Author + information
- Received June 13, 1988
- Revision received December 21, 1988
- Accepted January 18, 1989
- Published online June 1, 1989.
- Masahiro Shakudo, MD,
- Junichi Yoshikawa, MD∗,
- Kiyoshi Yoshida, MD and
- Yasuko Yamaura, MD
- ↵∗Address for reprints: Junichi Yoshikawa, MD, Department of Cardiology, Kobe General Hospital, Minatojima-nakamachi 4-6, Chuo-ku, Kobe 650, Japan.
Sixteen patients with coronary artery fistula proved by coronary angiography or surgery were studied using two-dimensional echocardiography and Doppler color flow mapping. The coronary artery fistula drained into the right atrium in 4 patients, the right ventricle in 2 and the pulmonary artery in 10. The dilated coronary artery was visualized in 7 of the 16 patients with a fistula, as compared with none of the 40 control subjects. These 7 patients included 5 of 6 patients with a fistula draining into the right atrium or right ventricle and only 2 of 10 patients with a fistula draining into the pulmonary artery. Abnormal flow signals in the dilated coronary artery were visualized with Doppler color flow mapping in five of these seven patients.
Color flow imaging visualized abnormal flow signals with mosaic appearance in the pulmonary artery in eight patients, the right atrium in four and the right ventricle in two. The chamber in which abnormal signals were detected corresponded with the entry site of the fistula by angiography. Intraoperative imaging during surgical repair was needed in two cases to confirm ligation of all arteries feeding into the fistula network.

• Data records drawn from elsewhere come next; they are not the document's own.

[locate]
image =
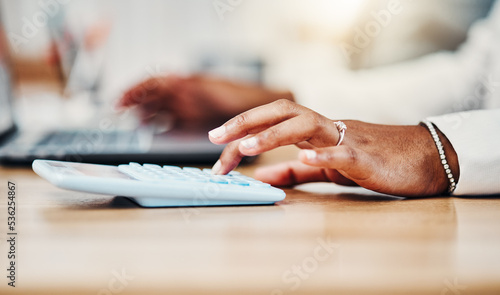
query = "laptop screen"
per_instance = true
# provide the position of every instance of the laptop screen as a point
(6, 120)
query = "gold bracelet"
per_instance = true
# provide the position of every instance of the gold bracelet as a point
(446, 166)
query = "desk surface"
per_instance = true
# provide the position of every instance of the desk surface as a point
(312, 242)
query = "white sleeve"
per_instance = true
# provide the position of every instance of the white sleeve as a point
(404, 93)
(475, 136)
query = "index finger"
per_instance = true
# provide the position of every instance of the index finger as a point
(255, 120)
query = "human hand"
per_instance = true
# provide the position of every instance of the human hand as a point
(196, 98)
(397, 160)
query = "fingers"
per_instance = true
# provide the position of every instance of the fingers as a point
(290, 173)
(295, 130)
(229, 159)
(350, 162)
(146, 91)
(296, 172)
(255, 120)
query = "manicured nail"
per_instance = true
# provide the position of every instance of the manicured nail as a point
(216, 167)
(310, 154)
(218, 132)
(249, 143)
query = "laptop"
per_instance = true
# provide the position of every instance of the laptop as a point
(21, 147)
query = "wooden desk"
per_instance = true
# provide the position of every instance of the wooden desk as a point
(314, 243)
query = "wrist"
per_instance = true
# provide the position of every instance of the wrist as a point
(445, 160)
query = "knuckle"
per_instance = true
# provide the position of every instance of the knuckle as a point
(352, 156)
(314, 120)
(284, 105)
(241, 120)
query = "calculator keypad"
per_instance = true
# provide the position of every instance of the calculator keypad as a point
(157, 173)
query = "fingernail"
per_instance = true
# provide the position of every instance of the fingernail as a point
(310, 154)
(216, 167)
(249, 143)
(218, 132)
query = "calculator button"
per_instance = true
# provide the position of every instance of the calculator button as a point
(239, 182)
(152, 166)
(172, 168)
(259, 184)
(217, 179)
(191, 169)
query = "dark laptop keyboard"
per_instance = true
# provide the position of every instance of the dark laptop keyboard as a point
(87, 142)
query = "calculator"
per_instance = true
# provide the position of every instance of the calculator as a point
(151, 185)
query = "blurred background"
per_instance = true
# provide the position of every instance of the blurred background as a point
(86, 53)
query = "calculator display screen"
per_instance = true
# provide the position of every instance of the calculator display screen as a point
(88, 170)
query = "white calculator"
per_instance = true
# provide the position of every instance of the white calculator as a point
(152, 185)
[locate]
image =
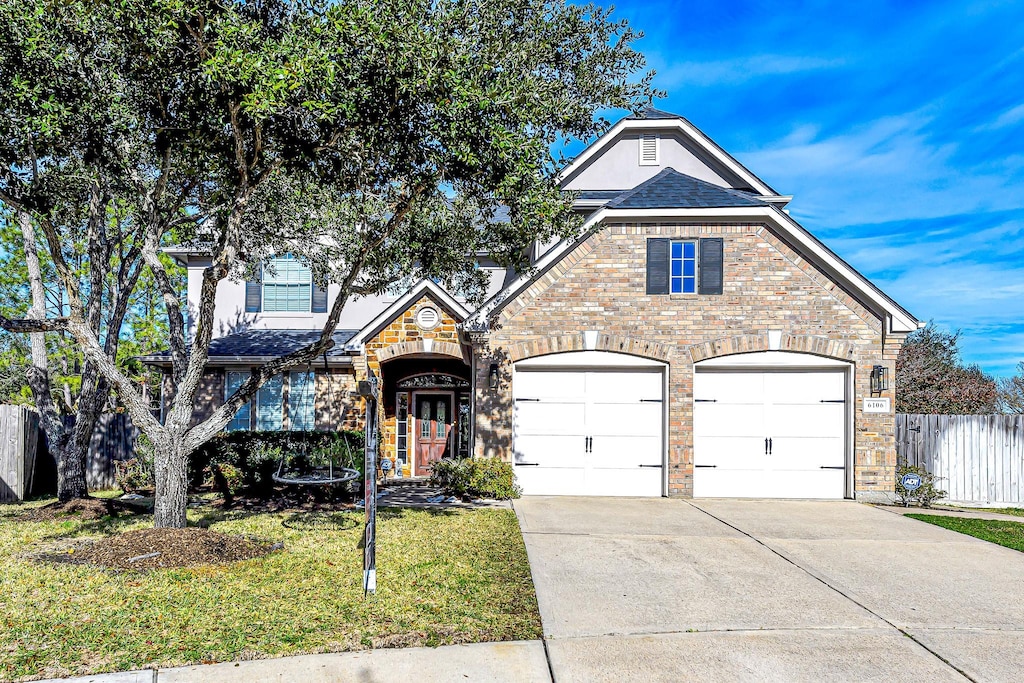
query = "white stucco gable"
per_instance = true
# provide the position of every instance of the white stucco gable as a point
(636, 150)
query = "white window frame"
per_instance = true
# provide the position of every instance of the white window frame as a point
(696, 266)
(264, 274)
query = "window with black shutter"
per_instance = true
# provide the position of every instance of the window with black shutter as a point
(685, 266)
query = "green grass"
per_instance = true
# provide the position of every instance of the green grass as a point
(1006, 534)
(1017, 512)
(442, 578)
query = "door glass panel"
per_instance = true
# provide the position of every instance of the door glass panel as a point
(425, 420)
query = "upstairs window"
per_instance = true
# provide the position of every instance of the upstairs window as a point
(285, 285)
(685, 266)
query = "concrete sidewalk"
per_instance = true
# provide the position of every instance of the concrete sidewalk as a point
(488, 663)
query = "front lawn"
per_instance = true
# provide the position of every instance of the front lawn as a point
(442, 578)
(1006, 534)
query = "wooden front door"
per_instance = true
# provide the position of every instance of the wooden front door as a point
(433, 425)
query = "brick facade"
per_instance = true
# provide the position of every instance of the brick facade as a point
(600, 287)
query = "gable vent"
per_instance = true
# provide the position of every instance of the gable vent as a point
(648, 148)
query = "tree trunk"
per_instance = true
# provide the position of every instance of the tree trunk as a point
(171, 463)
(70, 458)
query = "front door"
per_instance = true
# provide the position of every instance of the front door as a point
(433, 425)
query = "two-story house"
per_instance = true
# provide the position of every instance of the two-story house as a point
(694, 340)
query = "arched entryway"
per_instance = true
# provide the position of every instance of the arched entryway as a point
(772, 424)
(426, 412)
(590, 423)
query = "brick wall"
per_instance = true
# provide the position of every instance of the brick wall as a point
(768, 287)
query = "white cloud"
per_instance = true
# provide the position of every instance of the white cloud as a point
(1009, 118)
(739, 70)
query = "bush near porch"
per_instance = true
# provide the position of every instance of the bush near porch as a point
(255, 455)
(443, 577)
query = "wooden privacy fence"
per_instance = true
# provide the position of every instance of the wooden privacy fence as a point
(18, 439)
(977, 458)
(113, 439)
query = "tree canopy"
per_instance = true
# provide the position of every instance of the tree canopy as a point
(371, 139)
(931, 377)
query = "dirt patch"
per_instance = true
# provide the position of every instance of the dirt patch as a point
(79, 508)
(158, 548)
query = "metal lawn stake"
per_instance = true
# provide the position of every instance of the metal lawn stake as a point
(369, 390)
(910, 483)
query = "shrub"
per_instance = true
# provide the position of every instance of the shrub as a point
(483, 477)
(928, 492)
(256, 454)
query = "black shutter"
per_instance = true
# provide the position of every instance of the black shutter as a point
(657, 266)
(320, 299)
(711, 266)
(254, 295)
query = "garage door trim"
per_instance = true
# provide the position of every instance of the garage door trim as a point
(770, 361)
(602, 361)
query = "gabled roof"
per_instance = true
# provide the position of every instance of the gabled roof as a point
(672, 189)
(261, 345)
(424, 287)
(896, 317)
(652, 118)
(652, 114)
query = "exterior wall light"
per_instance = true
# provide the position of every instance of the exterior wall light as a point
(880, 380)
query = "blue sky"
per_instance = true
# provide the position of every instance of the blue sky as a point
(897, 127)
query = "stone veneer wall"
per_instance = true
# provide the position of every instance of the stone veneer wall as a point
(767, 286)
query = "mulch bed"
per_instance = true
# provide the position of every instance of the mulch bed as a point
(159, 548)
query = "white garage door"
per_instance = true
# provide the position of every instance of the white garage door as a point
(588, 432)
(769, 434)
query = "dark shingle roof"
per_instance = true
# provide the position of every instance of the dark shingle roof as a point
(600, 194)
(672, 189)
(262, 343)
(651, 113)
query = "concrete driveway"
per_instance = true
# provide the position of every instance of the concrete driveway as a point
(716, 590)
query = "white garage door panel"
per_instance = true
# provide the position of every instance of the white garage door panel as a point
(729, 387)
(624, 419)
(550, 450)
(796, 410)
(761, 483)
(549, 418)
(734, 420)
(550, 385)
(587, 432)
(804, 387)
(812, 420)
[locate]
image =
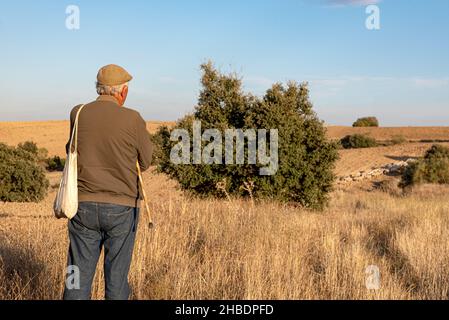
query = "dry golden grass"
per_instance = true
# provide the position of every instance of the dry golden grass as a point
(207, 249)
(385, 133)
(210, 249)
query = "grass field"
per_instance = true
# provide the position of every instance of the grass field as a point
(211, 249)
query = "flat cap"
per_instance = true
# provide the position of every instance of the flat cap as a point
(113, 75)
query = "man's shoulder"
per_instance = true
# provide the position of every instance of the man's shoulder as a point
(75, 110)
(132, 112)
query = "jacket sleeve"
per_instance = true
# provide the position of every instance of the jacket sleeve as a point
(144, 145)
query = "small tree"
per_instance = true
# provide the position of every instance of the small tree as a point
(21, 177)
(433, 168)
(366, 122)
(357, 141)
(306, 157)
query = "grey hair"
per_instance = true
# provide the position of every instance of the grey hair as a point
(103, 89)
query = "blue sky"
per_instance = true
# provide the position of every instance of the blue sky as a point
(399, 73)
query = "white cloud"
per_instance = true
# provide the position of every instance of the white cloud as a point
(431, 82)
(342, 3)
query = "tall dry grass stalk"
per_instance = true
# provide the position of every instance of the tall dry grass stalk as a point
(203, 249)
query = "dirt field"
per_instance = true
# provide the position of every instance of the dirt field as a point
(210, 249)
(384, 134)
(53, 135)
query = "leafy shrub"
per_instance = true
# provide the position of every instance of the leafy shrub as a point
(21, 177)
(55, 164)
(30, 147)
(398, 139)
(357, 141)
(306, 157)
(366, 122)
(433, 168)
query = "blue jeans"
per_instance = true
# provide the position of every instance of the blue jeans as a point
(95, 226)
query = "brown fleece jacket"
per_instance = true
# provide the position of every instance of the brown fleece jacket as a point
(111, 139)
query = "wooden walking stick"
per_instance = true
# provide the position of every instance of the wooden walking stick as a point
(147, 208)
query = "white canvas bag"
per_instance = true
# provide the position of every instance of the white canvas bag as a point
(66, 202)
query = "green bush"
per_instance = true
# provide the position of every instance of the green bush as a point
(306, 157)
(433, 168)
(357, 141)
(398, 139)
(366, 122)
(21, 177)
(55, 164)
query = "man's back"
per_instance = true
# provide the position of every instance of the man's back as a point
(110, 141)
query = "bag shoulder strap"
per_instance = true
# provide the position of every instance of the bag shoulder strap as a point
(74, 137)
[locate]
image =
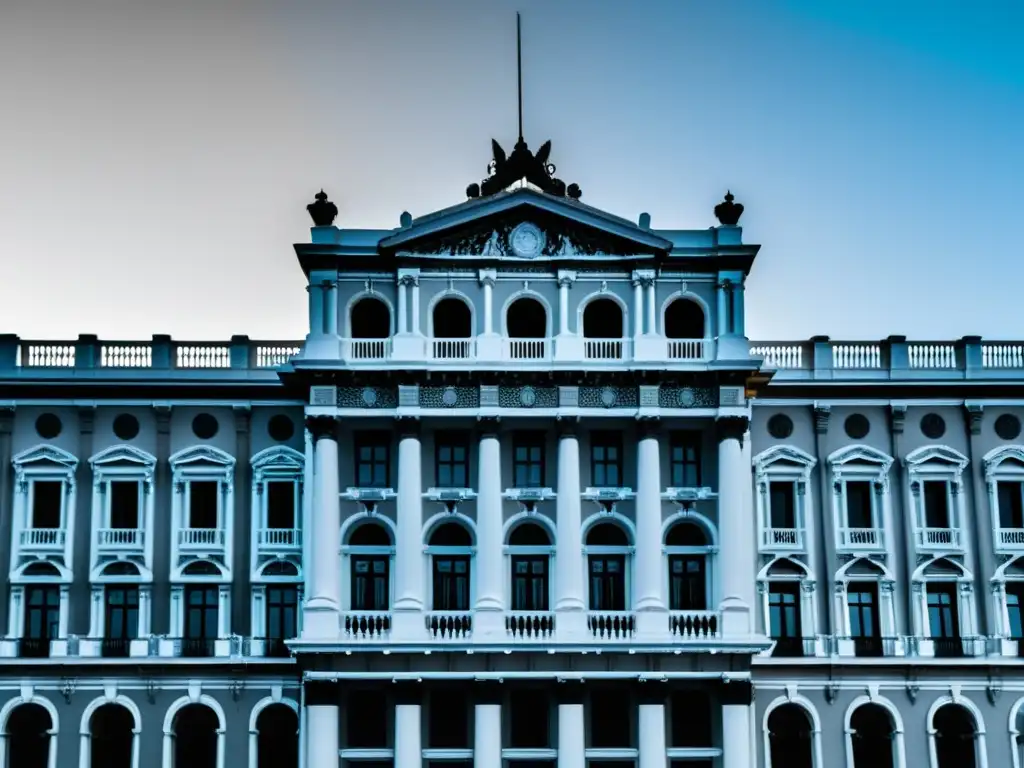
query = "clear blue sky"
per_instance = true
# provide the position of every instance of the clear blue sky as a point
(157, 157)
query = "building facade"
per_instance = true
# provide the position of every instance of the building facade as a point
(525, 495)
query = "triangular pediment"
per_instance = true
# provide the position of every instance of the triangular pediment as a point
(525, 225)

In conclusion, Doppler color flow imaging is diagnostically useful to visualize shunt flows originating from the opening or exit of a coronary artery fistula. Furthermore, intraoperative use of this technique may provide confirmation of successful surgical ligation of the fistula.
- Received June 13, 1988.
- Revision received December 21, 1988.
- Accepted January 18, 1989.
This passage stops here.